Garn aus Nanoröhrchen

Neuer Spinnprozess erhält Stabilität und Leitfähigkeit für Massenproduktion – Erste Anwendungen wohl in der Mikroelektronik.

Einzelne Nanoröhrchen aus Kohlenstoff bestechen durch ihre enorme Stabilität und hohe Leitfähigkeit für Strom und Wärme. Doch gebündelt zu greifbaren Fäden gehen diese Eigenschaften bisher verloren. Ein neues Spinnverfahren, entwickelt von einem internationalen Forscherteam um Matteo Pasquali von der Rice University in Houston, konnte dieses Problem zumindest teilweise beheben. Ihre bis zu 500 Meter langen Fäden aus Kohlenstoffnanoröhrchen erreichten hohe Zugfestigkeiten und mit Kupfer vergleichbare Leitfähigkeiten. Dies könnte einen wichtigen Schritt hin zur Massenproduktion neuartiger Kohlenstofffasern mit Anwendungen im Bereich der Mikroelektronik darstellen.

Abb.: Die Faden aus Abermilliarden von Nanoröhrchen aus Kohlenstoff unter dem Mikroskop. (Bild: D. Tsentalovich/Rice U.)

Als Ausgangsmaterial wählten Pasquali und die Kollegen vom niederländischen Unternehmen Teijin Aramid in Arnhem und vom Technion-Institut in Haifa etwa fünf Mikrometer lange, mehrwandige Nanoröhrchen. Diese lösten sie in Chlorsulfonsäure und leiteten diese Flüssigkeit durch feine Extruderdüsen in Wasser oder Azeton. Ein Zusatz von Iodatomen, die an die Nanoröhrchen andocken konnten, sicherte dabei die hohe elektrische Leitfähigkeit. Bei diesem Spinnprozess lagerten sich Abertausende der Nanoröhrchen zu engen Bündeln zusammen und bildeten beliebig lange Fäden, die sich auf eine Spule aufrollen ließen. „Auf einer solchen Spule befinden sich Billionen über Billionen von Kohlenstoffnanoröhrchen“, sagt Pasquali.

Abb.: Spule mit gut 50 Meter Faden aus Kohlenstoffnanoröhrchen. (Bild: Rice U.)

Belastungsversuche zeigten, dass die Fasern mehr als zehnmal so stabil waren wie gleich dimensionierte Metalldrähte.

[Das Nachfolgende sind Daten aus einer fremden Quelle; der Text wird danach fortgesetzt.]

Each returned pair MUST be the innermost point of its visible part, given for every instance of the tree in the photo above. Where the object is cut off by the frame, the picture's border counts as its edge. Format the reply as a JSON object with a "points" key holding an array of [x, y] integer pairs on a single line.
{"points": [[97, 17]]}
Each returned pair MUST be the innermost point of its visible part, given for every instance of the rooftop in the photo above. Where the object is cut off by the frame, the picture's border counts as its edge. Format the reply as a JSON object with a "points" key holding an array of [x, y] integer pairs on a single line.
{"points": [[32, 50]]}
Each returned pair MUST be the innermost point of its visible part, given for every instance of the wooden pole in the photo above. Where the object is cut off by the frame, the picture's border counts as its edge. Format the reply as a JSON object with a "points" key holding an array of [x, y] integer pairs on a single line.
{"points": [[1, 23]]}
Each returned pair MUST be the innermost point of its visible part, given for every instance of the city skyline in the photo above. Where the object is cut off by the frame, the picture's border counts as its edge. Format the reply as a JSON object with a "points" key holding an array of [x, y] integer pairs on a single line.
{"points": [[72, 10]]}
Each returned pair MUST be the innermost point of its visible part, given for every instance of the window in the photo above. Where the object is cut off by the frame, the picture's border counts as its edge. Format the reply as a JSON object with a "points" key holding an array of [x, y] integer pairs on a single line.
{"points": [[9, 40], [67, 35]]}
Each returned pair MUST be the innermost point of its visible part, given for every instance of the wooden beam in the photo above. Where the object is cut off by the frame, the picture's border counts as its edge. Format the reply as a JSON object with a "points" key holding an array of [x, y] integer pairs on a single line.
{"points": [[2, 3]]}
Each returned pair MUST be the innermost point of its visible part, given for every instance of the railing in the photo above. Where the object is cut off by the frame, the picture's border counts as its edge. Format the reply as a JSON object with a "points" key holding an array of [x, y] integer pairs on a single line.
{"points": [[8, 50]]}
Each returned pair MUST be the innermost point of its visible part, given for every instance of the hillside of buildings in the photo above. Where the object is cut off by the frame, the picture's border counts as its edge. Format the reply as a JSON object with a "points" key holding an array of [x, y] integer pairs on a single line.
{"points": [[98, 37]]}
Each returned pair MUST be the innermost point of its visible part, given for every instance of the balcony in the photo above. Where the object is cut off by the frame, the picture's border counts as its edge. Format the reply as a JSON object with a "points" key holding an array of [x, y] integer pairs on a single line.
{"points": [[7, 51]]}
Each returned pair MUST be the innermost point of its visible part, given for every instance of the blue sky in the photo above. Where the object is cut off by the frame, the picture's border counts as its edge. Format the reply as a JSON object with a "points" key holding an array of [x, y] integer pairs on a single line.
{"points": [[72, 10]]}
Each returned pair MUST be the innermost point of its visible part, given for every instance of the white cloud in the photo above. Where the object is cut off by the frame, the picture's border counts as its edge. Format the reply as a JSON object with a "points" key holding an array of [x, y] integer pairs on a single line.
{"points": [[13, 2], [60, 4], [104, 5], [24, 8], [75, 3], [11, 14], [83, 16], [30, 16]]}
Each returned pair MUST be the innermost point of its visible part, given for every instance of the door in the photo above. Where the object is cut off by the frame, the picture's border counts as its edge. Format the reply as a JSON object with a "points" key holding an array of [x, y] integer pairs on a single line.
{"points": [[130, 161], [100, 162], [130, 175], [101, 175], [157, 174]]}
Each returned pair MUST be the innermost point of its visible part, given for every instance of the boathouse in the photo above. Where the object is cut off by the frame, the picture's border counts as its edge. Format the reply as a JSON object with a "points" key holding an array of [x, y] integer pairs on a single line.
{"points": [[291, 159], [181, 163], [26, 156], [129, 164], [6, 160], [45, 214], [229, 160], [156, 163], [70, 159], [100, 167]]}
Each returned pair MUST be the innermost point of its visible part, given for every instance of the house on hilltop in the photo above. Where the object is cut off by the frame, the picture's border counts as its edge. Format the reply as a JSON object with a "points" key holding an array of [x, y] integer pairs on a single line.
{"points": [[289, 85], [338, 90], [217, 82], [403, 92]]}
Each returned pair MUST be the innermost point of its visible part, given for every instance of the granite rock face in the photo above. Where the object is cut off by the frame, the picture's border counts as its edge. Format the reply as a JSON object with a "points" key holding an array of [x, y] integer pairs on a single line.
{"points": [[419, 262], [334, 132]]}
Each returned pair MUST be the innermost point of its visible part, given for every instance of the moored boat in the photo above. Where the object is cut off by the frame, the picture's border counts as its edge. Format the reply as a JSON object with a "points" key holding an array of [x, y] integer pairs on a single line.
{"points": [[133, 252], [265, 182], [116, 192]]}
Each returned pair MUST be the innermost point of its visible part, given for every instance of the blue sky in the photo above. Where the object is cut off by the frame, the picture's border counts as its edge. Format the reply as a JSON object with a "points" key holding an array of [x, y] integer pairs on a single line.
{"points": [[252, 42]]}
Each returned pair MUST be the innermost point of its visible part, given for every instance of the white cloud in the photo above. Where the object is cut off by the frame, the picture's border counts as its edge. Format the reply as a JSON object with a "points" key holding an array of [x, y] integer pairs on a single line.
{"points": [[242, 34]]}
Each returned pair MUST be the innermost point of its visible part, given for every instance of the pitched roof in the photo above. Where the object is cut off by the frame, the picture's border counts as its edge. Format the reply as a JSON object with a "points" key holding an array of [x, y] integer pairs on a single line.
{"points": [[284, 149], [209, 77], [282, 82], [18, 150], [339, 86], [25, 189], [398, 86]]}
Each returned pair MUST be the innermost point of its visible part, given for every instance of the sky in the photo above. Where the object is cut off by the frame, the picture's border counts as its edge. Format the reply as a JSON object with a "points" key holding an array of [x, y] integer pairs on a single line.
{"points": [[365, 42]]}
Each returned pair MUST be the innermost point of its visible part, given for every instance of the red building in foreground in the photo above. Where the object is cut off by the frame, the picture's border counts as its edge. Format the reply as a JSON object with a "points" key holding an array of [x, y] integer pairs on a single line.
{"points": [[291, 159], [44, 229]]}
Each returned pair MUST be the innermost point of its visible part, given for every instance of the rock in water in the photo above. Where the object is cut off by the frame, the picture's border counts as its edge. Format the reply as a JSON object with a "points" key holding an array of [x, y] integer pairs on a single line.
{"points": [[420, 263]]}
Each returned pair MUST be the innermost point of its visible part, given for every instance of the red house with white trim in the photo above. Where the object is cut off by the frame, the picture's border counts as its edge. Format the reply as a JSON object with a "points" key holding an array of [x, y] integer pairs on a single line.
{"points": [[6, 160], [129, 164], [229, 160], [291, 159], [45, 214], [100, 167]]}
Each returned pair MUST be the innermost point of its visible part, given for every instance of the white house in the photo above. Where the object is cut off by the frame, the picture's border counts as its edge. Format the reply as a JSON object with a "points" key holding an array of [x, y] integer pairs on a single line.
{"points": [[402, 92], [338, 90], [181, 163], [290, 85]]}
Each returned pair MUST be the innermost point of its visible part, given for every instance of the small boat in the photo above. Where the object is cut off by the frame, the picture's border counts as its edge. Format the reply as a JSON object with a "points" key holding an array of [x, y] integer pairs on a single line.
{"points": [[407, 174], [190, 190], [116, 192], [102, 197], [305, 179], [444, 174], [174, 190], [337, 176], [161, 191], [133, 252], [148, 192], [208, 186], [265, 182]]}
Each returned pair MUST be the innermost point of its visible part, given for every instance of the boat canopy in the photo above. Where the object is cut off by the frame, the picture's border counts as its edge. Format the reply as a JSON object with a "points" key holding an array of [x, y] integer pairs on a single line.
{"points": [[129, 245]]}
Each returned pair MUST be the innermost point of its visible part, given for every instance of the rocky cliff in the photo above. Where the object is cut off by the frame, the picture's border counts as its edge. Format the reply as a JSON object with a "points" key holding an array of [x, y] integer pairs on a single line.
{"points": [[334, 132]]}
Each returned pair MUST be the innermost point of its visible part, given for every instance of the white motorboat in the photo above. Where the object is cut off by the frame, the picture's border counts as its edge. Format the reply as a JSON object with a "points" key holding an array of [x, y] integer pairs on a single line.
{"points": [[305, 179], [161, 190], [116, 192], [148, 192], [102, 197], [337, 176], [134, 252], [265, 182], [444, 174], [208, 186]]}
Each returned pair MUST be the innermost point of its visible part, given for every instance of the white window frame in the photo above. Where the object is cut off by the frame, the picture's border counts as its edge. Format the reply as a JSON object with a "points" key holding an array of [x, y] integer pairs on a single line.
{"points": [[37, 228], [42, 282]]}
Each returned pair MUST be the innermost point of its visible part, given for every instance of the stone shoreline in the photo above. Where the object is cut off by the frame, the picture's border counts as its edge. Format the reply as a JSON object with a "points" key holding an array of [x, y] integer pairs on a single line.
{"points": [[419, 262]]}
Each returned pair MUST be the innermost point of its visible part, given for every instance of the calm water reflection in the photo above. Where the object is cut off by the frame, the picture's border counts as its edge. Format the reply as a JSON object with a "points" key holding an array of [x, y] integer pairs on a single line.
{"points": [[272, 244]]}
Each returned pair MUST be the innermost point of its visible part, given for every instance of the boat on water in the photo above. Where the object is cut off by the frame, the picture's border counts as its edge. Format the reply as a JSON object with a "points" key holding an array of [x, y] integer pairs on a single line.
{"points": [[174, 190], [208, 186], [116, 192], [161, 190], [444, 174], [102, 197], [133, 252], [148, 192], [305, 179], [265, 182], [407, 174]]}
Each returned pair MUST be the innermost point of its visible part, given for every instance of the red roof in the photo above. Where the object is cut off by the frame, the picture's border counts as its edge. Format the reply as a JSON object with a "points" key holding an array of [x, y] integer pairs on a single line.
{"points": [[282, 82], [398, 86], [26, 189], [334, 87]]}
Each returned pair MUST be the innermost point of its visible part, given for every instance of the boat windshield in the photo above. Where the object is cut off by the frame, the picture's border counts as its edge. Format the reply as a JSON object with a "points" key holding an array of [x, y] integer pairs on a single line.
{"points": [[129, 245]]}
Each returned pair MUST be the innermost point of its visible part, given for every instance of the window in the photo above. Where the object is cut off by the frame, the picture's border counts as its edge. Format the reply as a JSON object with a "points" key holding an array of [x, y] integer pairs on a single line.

Mit etwa fünf Megasiemens pro Meter leiteten sie elektrischen Strom zwar schlechter als Gold (44 MS/m) oder Kupfer (58 MS/m), aber immer noch gut genug für den Einbau in elektronische Schaltkreise. Für die Wärmeleitfähigkeit ermittelten die Forscher Werte von bis zu 635 W/m K. Laut Pasquali empfehlen sich diese Fasern mit Durchmessern von nur einigen Mikrometern besonders für den Einsatz in filigranen Schaltkreise. In diesen könnten sie Metalldrähte ersetzen, die aus Stabilitätsgründen sehr viel dicker sind als sie für den elektrischen Kontakt eigentlich sein müssen.

Abb.: LED-Lampe hängt an leitfähigen Nanoröhrchen-Fäden. (Bild: J. Fitlow/Rice U.)

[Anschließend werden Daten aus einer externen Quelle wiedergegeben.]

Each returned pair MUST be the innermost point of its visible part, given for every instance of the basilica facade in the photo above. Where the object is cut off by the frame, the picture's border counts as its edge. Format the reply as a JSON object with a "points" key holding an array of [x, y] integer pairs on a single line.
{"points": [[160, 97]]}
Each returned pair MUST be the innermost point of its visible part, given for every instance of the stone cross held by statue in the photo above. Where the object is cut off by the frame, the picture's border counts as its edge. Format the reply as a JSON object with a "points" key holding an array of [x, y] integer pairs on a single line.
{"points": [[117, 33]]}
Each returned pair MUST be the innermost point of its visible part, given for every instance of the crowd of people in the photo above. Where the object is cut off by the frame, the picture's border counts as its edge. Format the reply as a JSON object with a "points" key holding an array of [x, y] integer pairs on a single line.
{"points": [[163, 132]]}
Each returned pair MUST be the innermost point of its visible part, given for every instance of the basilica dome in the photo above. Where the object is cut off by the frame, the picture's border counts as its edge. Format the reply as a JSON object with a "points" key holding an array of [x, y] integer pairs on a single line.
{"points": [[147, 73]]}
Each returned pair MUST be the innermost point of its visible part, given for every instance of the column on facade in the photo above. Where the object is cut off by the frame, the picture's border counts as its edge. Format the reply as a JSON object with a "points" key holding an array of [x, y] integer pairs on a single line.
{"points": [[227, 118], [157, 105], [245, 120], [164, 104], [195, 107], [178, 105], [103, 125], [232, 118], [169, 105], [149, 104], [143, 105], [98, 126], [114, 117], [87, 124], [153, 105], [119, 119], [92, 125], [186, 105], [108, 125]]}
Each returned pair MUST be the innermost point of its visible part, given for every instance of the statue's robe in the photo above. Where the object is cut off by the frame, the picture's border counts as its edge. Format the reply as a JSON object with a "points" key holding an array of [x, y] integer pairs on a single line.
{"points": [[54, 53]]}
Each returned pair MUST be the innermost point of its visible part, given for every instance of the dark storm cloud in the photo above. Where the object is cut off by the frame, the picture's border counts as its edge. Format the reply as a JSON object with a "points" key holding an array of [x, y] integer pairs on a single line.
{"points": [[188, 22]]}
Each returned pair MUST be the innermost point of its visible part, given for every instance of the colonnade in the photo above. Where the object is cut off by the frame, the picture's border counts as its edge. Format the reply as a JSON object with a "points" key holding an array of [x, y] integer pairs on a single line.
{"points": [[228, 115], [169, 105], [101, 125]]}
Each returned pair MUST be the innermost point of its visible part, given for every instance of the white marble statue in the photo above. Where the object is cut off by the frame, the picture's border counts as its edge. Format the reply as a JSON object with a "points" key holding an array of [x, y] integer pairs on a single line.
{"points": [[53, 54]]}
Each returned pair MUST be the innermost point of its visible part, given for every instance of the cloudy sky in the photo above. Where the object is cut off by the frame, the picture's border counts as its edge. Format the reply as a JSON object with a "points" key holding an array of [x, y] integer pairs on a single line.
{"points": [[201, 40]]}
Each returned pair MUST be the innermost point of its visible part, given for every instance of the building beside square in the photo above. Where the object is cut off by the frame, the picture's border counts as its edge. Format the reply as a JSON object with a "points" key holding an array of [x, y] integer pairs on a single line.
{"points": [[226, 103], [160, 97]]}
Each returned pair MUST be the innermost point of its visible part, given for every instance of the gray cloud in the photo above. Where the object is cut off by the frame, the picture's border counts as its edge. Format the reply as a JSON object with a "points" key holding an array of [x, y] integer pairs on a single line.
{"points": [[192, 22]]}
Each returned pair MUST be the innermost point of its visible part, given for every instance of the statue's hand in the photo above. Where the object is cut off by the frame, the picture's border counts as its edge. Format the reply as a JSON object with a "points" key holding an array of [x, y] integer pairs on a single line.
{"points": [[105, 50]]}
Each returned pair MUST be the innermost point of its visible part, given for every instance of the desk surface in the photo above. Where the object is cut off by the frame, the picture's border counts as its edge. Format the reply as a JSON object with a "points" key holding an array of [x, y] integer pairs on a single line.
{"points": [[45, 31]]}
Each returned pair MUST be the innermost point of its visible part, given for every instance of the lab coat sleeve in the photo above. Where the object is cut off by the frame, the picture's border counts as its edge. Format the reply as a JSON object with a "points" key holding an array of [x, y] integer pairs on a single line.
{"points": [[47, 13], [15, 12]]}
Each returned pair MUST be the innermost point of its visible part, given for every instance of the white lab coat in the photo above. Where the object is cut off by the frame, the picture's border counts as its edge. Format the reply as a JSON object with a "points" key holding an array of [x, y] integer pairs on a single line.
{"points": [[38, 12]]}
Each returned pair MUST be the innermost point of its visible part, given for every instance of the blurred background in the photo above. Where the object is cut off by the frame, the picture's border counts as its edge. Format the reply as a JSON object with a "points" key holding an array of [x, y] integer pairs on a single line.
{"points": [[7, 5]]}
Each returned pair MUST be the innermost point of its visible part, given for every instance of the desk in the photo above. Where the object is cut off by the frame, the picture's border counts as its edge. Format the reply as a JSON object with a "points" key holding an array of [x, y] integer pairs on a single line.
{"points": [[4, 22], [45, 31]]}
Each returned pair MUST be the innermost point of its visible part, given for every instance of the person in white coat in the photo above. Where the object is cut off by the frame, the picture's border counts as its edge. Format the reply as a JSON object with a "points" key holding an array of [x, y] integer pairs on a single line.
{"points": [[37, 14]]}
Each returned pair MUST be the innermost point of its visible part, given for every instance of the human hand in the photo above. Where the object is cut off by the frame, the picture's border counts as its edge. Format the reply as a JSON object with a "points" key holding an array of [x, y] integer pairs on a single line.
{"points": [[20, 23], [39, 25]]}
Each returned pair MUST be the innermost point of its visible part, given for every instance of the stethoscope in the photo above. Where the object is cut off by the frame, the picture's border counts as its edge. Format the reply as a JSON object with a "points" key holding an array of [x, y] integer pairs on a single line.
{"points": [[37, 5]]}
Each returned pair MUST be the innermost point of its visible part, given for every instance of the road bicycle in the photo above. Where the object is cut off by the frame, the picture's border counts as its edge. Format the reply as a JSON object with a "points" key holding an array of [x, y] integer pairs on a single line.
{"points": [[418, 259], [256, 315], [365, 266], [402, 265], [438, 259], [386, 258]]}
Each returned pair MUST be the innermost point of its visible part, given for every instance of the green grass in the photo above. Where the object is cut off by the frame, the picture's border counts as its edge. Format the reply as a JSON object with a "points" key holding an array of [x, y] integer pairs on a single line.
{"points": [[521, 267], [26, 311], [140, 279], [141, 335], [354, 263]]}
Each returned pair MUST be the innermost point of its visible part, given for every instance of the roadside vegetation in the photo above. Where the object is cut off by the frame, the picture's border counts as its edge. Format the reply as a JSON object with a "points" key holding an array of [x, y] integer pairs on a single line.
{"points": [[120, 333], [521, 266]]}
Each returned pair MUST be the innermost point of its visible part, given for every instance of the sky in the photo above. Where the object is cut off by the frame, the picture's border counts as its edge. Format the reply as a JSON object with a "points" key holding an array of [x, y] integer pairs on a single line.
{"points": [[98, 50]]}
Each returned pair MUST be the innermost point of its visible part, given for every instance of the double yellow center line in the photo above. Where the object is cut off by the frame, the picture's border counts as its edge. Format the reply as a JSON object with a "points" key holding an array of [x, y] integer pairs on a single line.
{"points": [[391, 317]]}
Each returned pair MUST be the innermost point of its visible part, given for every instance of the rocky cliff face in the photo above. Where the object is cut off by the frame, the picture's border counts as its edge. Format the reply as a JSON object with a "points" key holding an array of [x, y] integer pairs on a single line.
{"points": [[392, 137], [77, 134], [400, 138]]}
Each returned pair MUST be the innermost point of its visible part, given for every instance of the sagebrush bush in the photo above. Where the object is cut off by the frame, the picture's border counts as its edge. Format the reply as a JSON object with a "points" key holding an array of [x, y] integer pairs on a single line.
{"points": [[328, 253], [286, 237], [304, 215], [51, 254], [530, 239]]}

Die Zugfestigkeit der Fasern hinkt mit maximal einem Fünftel allerdings noch weit hinter der von einzelnen Nanoröhrchen hinterher. So reicht die Stabilität dieser Fäden nicht aus, um leichte und reißfeste Seile beispielsweise für die oft propagierten „Weltraumfahrstühle“ fertigen zu können. Dennoch eröffnet dieses Spinnverfahren erste Anwendungsfelder für Fäden aus Kohlenstoffnanoröhrchen etwa in der Elektronik.

In weiteren Versuchen will das Team um Pasquali die Eigenschaften ihrer Fäden Schritt für Schritt verbessern und plant, das Spinnverfahren mit möglichst perfekten, einwandigen Nanoröhrchen weiter zu optimieren. Das könnte nötig sein, da erst vor wenigen Monaten chinesische Forscher ein Kohlenstoffgarn aus Graphen mit sehr hoher Stabilität fertigen konnten. Die Leitfähigkeit der Graphen-Fäden lag jedoch mit 40.000 S/m weit unter den nun präsentierten Nanoröhrchen-Fasern.